TOKYO (AFP) - Tokyo stocks opened 0.75 per cent lower on Friday after a scare over a Portuguese bank sent Wall Street lower and boosted the yen.
The Nikkei 225 index was down 113.88 points at 15,102.59 at the start.
"Investors have gone more 'risk-off' in light of how fully valued many global stock markets have become and how vulnerable they are to potential sell-offs," said SMBC Nikko Securities general manager of equities Hiroichi Nishi.
The yen, often considered a safe haven in financial turmoil, rose as the Portuguese bank scare spread.

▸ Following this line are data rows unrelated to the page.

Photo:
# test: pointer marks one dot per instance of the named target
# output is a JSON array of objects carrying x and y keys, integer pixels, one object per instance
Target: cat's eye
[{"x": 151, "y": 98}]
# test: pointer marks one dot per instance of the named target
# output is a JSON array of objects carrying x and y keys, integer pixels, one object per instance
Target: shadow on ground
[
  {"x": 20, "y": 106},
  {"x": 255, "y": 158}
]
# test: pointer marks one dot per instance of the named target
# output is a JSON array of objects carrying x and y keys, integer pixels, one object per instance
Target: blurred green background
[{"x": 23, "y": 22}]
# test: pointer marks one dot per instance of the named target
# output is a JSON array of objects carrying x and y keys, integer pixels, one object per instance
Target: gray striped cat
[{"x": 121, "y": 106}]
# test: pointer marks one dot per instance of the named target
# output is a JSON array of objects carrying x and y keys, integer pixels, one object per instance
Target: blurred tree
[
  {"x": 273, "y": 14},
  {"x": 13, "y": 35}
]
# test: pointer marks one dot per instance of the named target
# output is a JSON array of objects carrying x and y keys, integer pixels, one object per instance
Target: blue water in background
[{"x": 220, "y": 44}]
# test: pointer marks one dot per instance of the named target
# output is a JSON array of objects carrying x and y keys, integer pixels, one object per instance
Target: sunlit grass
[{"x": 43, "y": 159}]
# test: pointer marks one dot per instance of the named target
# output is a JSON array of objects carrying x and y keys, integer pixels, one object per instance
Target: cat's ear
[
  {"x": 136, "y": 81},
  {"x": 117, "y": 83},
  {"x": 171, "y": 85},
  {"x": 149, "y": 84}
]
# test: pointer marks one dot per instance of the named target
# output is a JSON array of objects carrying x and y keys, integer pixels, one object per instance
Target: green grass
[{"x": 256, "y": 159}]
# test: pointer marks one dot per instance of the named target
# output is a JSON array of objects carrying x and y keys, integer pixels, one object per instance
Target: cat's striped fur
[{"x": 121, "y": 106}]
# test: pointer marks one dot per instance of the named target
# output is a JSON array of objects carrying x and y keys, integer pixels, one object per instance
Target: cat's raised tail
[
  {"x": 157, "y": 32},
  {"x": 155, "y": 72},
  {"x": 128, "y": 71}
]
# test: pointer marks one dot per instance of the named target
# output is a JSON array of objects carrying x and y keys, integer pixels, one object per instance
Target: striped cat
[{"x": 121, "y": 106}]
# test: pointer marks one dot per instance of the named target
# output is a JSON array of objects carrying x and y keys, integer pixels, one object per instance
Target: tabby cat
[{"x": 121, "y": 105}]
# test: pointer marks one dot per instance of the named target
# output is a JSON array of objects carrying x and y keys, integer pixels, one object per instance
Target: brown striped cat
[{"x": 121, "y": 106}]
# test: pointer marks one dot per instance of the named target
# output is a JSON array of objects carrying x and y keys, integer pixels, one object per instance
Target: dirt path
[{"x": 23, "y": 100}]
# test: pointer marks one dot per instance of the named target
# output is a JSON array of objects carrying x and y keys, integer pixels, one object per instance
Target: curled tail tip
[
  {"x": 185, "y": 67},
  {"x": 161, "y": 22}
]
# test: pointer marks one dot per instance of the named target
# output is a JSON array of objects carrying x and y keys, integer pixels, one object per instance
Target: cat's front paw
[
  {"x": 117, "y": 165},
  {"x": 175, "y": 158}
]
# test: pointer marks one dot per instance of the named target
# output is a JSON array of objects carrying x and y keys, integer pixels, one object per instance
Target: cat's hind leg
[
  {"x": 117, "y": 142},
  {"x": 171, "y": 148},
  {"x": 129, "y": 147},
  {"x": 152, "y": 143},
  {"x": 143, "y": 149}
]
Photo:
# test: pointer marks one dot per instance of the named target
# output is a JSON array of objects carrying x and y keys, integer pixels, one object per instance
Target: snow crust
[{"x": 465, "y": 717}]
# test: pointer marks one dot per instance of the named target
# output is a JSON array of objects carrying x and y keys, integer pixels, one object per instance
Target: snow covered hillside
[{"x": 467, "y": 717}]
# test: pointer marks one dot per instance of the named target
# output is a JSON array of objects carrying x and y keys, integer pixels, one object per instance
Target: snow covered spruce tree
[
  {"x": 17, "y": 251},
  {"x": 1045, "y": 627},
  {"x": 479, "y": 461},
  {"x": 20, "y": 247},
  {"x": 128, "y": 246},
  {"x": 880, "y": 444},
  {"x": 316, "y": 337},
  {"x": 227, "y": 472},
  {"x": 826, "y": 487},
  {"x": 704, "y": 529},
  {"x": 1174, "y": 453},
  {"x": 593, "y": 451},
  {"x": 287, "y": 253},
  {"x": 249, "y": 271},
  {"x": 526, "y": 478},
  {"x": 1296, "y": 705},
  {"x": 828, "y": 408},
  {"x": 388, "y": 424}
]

The Japanese currency fetched 101.28 to the dollar and 137.76 to the euro early Friday, compared with 101.32 and 137.88 in New York Thursday afternoon.
The dollar bought US$1.3601 against US$1.3609 in US trade.
A strong yen is negative for Japanese exporters as it makes them less competitive abroad and erodes profits when repatriated.
The Dow Jones Industrial Average on Thursday finished down 0.42 per cent at 16,915.07 after recouping some of a sharp opening loss.
Sell-offs hit European markets Thursday due to fears over the health of Portugal's largest listed bank, Banco Espirito Santo (BES).
Portugal's financial market regulator halted trading in BES shares after they plunged over allegations that its parent company covered up a 1.3-billion-euro (S$2.2 billion) hole in the accounts.